Morbus Parkinson - Therapie
Therapie
Abhängig vom Alter der Patienten werden unterschiedliche Therapiestrategien empfohlen. Zum einen steht die Gabe von Medikamenten, die eine ähnliche Wirkung wie Dopamin (Dopaminagonisten) hervorrufen, im Vordergrund. Zum anderen wird die Dopaminvorstufe L-DOPA verabreicht.
Eine medikamentöse Behandlung wird dann notwendig, wenn die Patienten wesentliche Einschnitte im Berufs- und/oder Alltagsleben erfahren oder die Lebensqualität bzw. soziale Kontakte eingeschränkt sind. Welche Therapie bevorzugt eingesetzt wird, hängt vom Alter und Zustand des Patienten ab.

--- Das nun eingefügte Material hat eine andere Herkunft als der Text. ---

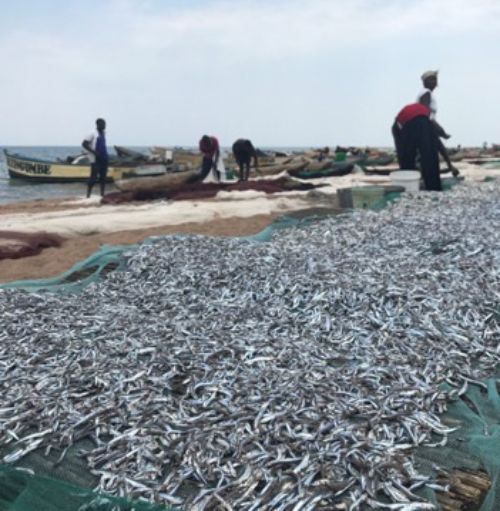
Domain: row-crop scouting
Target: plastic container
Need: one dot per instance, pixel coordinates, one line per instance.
(408, 179)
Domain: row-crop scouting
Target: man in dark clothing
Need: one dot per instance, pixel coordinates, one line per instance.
(95, 145)
(244, 151)
(209, 148)
(414, 134)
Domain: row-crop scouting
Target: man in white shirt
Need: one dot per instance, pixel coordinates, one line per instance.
(95, 146)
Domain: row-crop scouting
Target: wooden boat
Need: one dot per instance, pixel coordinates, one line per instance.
(125, 152)
(272, 170)
(378, 161)
(336, 169)
(47, 171)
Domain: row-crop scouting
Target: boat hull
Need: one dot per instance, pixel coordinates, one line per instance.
(41, 171)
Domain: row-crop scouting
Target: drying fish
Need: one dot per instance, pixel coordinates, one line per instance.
(295, 374)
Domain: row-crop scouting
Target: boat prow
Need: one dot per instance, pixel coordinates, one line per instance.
(48, 171)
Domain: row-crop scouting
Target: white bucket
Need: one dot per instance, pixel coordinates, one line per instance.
(408, 179)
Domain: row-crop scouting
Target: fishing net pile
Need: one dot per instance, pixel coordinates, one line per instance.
(300, 373)
(14, 245)
(197, 191)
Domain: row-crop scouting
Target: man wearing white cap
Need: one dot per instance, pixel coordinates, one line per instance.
(425, 97)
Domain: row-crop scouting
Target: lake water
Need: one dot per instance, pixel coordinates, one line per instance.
(12, 190)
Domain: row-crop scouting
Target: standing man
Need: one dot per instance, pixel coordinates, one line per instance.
(414, 134)
(209, 148)
(244, 151)
(426, 97)
(95, 145)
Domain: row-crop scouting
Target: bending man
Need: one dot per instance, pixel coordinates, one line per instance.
(244, 151)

Parkinson-Patienten, die unter 70 Jahre alt sind und keine oder wenige andere Krankheiten aufweisen, erhalten zunächst eine Einzeltherapie mit einem so genannten Dopaminagonisten - einer Substanz, die im Körper wie Dopamin wirkt. Bei ausreichender Wirkung kann diese über Jahre durchgeführt werden. Reicht die Gabe des Dopaminagonisten dagegen nicht aus, kann zusätzlich L-DOPA gegeben werden. L-DOPA ist eine Dopaminvorstufe und wird nach Einnahme im Körper in Dopamin umgewandelt. Die Wirkung von L-DOPA ist deutlich stärker als die der Dopamin-Agonisten. Soll eine Besserung der Symptome zu Therapiebeginn möglichst schnell eintreffen, kann in Ausnahmefällen L-DOPA gleich zu Beginn gegeben werden. Nach etwa vier bis sechs Wochen kommt dann die Gabe eines Dopaminagonisten hinzu, die L-DOPA-Dosis wird auf das minimal benötigte Quantum reduziert.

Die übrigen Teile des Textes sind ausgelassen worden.